He has a fine voice, warm and full (though slightly and not unattractively cloudy on this occasion), and he worked hard to project expression; yet there was little chemistry between him and his partner. In Dichterliebe he needed more defined character from the pianist to sharpen the often bitter and painful meaning of Heine's words. When, in the first song, the mood was sweet and tender, pianist and singer matched each other satisfactorily, but in the defiance of 'Ich grolle nicht', Holzmair was on his own.

Had Cooper played the poignant postlude to the last song as a solo piece, she would surely have poured out her soul, instead of which, like so many 'accompanists', her meekness seemed to apologise for making the singer wait.

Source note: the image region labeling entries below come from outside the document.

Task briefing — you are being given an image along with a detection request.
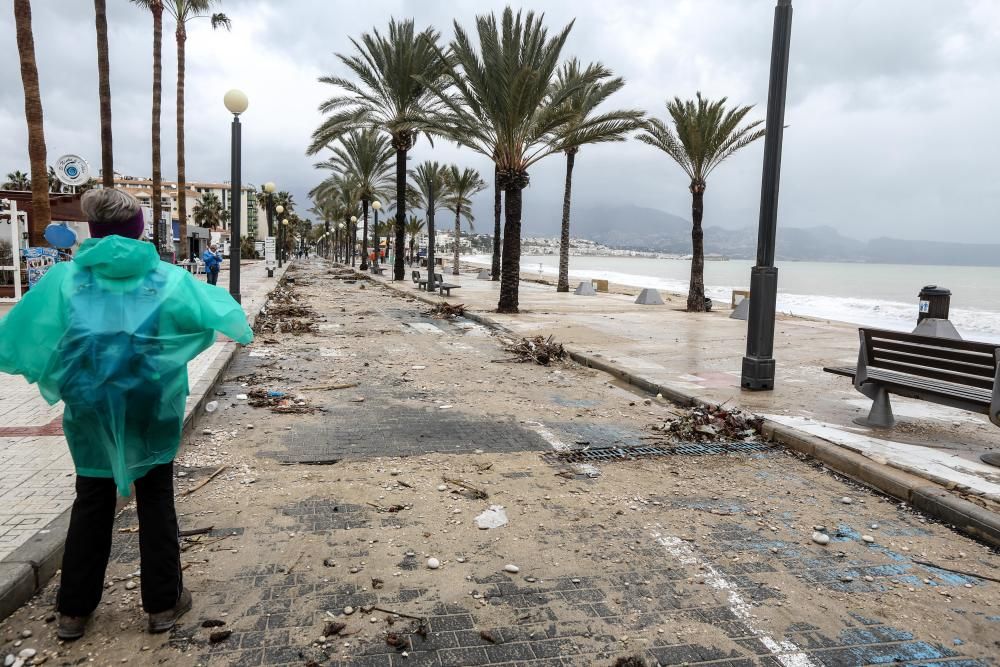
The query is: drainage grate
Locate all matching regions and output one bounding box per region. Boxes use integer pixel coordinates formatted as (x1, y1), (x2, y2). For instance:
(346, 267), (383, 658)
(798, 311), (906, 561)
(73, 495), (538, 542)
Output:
(542, 442), (773, 463)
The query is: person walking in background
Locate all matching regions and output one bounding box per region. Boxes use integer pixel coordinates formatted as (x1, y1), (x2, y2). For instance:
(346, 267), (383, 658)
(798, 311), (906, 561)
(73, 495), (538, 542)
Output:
(0, 188), (253, 641)
(201, 243), (222, 285)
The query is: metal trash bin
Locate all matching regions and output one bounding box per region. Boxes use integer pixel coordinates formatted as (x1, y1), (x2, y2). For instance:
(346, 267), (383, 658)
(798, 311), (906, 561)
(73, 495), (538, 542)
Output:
(917, 285), (951, 324)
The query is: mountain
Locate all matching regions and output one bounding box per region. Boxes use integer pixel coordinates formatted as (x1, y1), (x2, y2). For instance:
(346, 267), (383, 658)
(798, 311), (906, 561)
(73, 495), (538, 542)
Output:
(556, 204), (1000, 266)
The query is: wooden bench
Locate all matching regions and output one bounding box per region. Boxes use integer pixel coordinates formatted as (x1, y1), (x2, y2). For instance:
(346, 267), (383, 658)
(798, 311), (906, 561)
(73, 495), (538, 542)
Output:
(434, 273), (462, 296)
(823, 328), (1000, 428)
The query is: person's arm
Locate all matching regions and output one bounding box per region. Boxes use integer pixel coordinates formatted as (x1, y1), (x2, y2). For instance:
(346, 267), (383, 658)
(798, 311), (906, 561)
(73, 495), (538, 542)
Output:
(0, 262), (72, 382)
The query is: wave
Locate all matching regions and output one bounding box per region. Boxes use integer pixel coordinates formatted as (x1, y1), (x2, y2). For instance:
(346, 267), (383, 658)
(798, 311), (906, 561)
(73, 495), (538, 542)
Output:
(468, 255), (1000, 342)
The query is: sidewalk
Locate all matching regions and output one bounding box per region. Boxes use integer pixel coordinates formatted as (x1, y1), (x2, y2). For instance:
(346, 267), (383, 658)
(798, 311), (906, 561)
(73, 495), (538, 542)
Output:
(380, 265), (1000, 511)
(0, 262), (284, 618)
(0, 260), (1000, 667)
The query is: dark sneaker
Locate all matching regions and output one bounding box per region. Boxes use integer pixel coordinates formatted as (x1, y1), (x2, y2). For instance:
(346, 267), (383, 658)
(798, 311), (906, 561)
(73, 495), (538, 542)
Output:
(149, 588), (191, 634)
(56, 614), (90, 642)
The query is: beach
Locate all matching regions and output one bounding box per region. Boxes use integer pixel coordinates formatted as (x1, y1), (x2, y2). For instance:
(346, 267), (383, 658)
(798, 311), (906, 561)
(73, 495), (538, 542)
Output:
(463, 255), (1000, 342)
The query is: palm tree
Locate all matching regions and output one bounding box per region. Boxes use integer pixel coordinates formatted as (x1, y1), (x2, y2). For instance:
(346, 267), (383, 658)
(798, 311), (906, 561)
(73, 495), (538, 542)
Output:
(14, 0), (52, 246)
(406, 215), (424, 264)
(553, 58), (643, 292)
(94, 0), (115, 188)
(408, 160), (451, 292)
(163, 0), (232, 259)
(132, 0), (165, 250)
(308, 19), (447, 280)
(132, 0), (164, 250)
(193, 192), (225, 229)
(315, 127), (395, 271)
(445, 165), (486, 276)
(639, 92), (764, 312)
(435, 7), (586, 313)
(0, 170), (31, 191)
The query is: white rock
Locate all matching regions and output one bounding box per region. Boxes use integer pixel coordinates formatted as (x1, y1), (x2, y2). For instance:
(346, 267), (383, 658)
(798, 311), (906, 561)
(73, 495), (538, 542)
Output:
(476, 505), (507, 530)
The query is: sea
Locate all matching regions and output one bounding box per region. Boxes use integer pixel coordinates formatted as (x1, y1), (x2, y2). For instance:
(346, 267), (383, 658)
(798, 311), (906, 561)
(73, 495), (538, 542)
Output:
(466, 255), (1000, 342)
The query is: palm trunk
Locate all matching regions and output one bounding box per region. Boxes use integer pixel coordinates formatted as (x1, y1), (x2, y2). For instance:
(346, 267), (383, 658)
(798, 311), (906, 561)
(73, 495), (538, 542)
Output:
(361, 199), (368, 271)
(556, 148), (576, 292)
(392, 148), (406, 280)
(177, 23), (190, 259)
(490, 165), (503, 280)
(427, 184), (434, 292)
(688, 183), (705, 313)
(150, 1), (162, 252)
(497, 185), (521, 313)
(451, 205), (462, 276)
(14, 0), (52, 245)
(94, 0), (115, 188)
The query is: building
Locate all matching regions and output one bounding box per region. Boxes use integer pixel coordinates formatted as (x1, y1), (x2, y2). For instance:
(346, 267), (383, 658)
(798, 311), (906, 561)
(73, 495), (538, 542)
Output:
(108, 173), (261, 255)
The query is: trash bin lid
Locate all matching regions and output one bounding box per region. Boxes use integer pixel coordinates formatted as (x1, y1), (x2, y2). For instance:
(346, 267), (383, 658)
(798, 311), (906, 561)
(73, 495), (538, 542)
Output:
(917, 285), (951, 299)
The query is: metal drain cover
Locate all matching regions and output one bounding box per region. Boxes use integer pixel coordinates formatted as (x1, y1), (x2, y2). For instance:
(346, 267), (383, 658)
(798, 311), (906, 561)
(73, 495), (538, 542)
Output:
(542, 442), (774, 463)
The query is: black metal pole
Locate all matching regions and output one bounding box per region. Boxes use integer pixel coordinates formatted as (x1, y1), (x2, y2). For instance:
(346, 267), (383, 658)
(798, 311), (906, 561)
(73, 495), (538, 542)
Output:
(229, 115), (243, 303)
(740, 0), (792, 390)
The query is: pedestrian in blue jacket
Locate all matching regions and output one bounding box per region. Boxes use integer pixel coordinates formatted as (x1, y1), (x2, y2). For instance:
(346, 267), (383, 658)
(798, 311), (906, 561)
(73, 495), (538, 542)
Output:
(201, 243), (222, 285)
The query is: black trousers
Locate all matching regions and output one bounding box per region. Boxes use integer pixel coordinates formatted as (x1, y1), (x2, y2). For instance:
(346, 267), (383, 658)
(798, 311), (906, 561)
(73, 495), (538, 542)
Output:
(57, 462), (183, 616)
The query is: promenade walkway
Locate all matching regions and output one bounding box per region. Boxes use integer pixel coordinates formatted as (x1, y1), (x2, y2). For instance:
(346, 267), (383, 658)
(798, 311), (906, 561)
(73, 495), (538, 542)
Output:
(381, 264), (1000, 502)
(0, 262), (279, 617)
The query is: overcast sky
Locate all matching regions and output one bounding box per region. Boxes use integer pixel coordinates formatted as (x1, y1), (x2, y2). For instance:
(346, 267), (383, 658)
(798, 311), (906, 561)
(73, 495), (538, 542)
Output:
(0, 0), (1000, 243)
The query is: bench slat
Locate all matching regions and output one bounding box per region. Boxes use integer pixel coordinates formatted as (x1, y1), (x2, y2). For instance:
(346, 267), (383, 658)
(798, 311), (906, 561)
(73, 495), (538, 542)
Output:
(869, 343), (996, 378)
(868, 360), (993, 389)
(861, 328), (998, 356)
(875, 339), (993, 373)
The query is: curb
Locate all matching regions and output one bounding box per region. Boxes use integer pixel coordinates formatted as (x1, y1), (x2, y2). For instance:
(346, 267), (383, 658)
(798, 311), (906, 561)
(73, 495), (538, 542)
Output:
(0, 264), (288, 621)
(383, 272), (1000, 548)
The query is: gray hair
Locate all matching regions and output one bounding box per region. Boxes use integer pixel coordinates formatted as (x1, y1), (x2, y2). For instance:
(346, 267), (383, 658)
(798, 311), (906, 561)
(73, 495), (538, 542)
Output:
(80, 188), (139, 222)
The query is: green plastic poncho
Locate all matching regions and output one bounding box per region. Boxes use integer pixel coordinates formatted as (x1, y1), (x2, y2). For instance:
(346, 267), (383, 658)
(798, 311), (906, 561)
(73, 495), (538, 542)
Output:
(0, 236), (253, 496)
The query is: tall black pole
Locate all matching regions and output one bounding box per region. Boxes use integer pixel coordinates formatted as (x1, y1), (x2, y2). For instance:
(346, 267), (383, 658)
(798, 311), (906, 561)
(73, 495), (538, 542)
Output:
(229, 115), (243, 303)
(740, 0), (792, 390)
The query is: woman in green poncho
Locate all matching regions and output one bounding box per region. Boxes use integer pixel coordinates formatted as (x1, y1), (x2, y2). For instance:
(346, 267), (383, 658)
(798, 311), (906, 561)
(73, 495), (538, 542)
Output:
(0, 189), (253, 640)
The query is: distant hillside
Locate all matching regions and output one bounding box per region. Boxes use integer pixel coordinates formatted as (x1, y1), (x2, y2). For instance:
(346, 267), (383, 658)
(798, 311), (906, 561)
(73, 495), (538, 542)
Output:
(556, 205), (1000, 266)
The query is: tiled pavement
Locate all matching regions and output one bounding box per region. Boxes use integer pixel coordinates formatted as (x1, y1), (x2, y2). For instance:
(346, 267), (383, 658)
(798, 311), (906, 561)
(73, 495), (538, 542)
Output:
(0, 262), (277, 562)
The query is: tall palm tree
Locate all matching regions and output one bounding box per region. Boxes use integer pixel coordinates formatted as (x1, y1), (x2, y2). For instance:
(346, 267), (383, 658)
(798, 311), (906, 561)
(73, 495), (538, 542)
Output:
(163, 0), (232, 259)
(315, 127), (395, 270)
(14, 0), (52, 246)
(132, 0), (164, 251)
(408, 160), (451, 292)
(406, 215), (424, 264)
(445, 165), (486, 276)
(435, 7), (586, 313)
(553, 58), (643, 292)
(639, 92), (764, 312)
(308, 19), (447, 280)
(0, 170), (31, 191)
(192, 192), (225, 229)
(94, 0), (115, 188)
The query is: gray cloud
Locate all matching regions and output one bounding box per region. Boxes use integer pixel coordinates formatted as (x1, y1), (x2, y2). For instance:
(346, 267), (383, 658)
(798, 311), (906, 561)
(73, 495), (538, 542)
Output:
(0, 0), (1000, 242)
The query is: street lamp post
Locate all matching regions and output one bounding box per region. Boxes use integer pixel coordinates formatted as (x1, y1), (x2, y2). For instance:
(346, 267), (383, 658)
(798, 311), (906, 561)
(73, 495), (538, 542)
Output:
(350, 215), (358, 268)
(274, 204), (285, 269)
(264, 181), (276, 278)
(372, 201), (382, 265)
(223, 88), (249, 303)
(740, 0), (792, 390)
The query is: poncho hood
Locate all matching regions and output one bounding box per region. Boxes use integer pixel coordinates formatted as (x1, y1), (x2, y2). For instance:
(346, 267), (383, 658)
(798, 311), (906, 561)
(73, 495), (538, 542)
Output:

To have already made two CDs at the age of 24, including both sets of Chopin Studies, isn't bad going. Few pianists would take the risk so young in such revealing repertory. Vardan Mamikonian showed that his credentials weren't fabricated by record producers when he played the even-numbered studies from Chopin's Op 25 in his British debut at the Wigmore Hall on Monday evening.

He shaped the tender middle section of the octave study with sincere simplicity, proving that he could be sensitive as well as strong. He needed to assure us, because, in an otherwise powerful performance of Schubert's Wanderer Fantasy, he tended to underplay the lyrical passages. The variations of the second movement were a bit pale and lacked expressive weight compared with the energy and strong sense of design Mamikonian brought to the other movements, though there, too, the quieter passages tended to fade, as if he were merely turning down the volume and listening less intently to himself.

No doubt he will gain confidence in reflective music as he matures. If he was too impatient to dream, to spin out the melody of Chopin's Andante spianato as its title suggests, he played a wistful Elegy by Arno Babadjanian really touchingly, and nothing in his demanding recital programme, which also included Tchaikovsky's Theme and Variations, Op 19, and Le jeu des contraires by Henri Dutilleux - all played from memory - was unduly squeezed for significance.

Mamikonian is not, as a Zurich critic is quoted as saying, 'the greatest pianist of the next decade' (was something gained in translation, perhaps?), for no such animal could exist, but he is already very good and has every chance of developing into something even better.